Скульптура была откована из меди в виде кленового листа и вся уже озеленела под лист летнего налива, покрылась купоросной плесенью, по стокам и завалам совсем отемнелой. Кто-то, скорее всего садовник или дворник, обмел скульптуру мягкой, просяной или тростниковой метлою — на медном пояске, в который острием листа упиралась скульптура, читалось отчетливо: «МУЛЬТАТУЛИ».
Более никаких здесь сведений об Эдварде Деккере не содержалось, ни столбиков, ни табличек, ни загороди, ни велеречивых слов, даже скамеек никаких не было, только мостик да недвижный канал с пестро в нем плавающей листвой, да белые чайки и утки, спящие на воде.
«И правильно! — думал я, — зачем национальному герою или родному дитю писать паспортные данные на могиле — его и так должны знать, любить и помнить…»
Я долго всматривался в оплывший зеленью памятник. Неяркое освещение, нападавшие листы усиливали мотив одиночества этого человека-скитальца, как бы укрывшегося в тень и гущу деревьев от людей и городского шума.
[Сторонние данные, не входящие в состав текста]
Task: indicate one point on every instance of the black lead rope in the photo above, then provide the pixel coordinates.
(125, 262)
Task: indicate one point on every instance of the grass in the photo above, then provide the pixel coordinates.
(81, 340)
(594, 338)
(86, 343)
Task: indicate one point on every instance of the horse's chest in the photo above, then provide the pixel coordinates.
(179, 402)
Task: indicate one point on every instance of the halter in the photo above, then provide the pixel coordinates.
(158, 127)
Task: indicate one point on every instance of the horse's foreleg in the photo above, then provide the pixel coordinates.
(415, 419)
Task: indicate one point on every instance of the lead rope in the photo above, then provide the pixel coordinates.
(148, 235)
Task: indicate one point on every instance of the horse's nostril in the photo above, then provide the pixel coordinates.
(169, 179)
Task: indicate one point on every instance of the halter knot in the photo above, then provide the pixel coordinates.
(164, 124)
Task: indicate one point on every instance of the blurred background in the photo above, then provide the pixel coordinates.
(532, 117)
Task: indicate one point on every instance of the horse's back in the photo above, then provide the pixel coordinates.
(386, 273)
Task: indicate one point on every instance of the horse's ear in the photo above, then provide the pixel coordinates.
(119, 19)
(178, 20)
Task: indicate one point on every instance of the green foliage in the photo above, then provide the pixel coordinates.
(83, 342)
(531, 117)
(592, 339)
Благородные черты усталого, испитого лица с темными от зелени, почти уже почерневшими глазами, притемненные А усы и узкая, клинышком борода придавали скульптуре вид древней, покорной молчаливости, но сквозь наслоения окиси, сквозь толщу листьев на плечах и на голове блестками просверкивала яркая медь, мокро блестело слово «МУЛЬТАТУЛИ», как бессмертное дыхание неугасающего, хоть и умолкшего времени.
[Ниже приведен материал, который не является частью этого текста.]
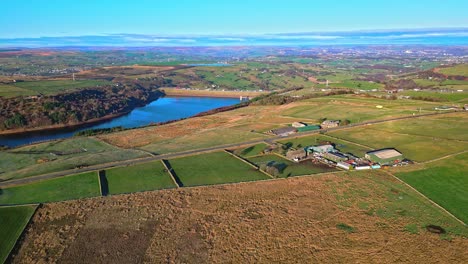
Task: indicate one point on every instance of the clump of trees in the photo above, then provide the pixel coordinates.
(74, 107)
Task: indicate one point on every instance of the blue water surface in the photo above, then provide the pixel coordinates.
(161, 110)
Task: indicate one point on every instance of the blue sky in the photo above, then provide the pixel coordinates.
(36, 18)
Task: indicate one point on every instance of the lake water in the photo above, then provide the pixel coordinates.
(161, 110)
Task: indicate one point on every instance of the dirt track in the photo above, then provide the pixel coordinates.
(284, 221)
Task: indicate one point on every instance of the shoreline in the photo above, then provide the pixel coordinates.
(169, 92)
(20, 131)
(208, 93)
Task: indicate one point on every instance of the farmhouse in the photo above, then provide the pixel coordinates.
(384, 156)
(321, 148)
(335, 156)
(308, 128)
(296, 155)
(284, 131)
(344, 165)
(330, 123)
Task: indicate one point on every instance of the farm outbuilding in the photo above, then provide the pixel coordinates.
(298, 124)
(308, 128)
(296, 155)
(384, 156)
(335, 156)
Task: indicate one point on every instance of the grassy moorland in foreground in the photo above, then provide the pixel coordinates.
(445, 182)
(12, 222)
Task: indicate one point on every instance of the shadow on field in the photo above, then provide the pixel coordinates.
(173, 173)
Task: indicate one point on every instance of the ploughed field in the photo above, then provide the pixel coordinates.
(352, 217)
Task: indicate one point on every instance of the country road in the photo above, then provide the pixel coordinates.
(103, 166)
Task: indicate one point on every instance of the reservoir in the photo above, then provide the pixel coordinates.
(161, 110)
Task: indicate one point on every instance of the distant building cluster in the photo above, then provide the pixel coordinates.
(328, 154)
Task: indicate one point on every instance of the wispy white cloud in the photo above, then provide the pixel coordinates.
(299, 37)
(230, 39)
(418, 35)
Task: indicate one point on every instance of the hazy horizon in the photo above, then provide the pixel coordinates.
(441, 36)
«МУЛЬТАТУЛИ», — как сказано в энциклопедическом словаре, показавший правдиво в своих романах, в новеллах и сказках угнетение коренного населения в голландских колониях, обличавший преступления капиталистов и колонизаторов, призывавший к свержению власти и угнетателей, разделявший муки с миром и людьми, был нестираемым напоминанием о том, что все благополучие, покой и сытость этой страны оплачены и его жизнью, его мученической судьбой, тяжким трудом, и если страданий Мультатули не хватило для того, чтобы избавить всех людей в мире от несчастий, то пусть на его место придут более сильные, более отважные, самоотверженные и спасут этот мир, помогут всем людям жить счастливее. Благодарное человечество поставит им более величественные памятники на самых освещенных площадях, на шумных улицах. Его же место здесь, на берегу заросшего канала, возле родного мостика, с любовью отлитого и установленного его земляками.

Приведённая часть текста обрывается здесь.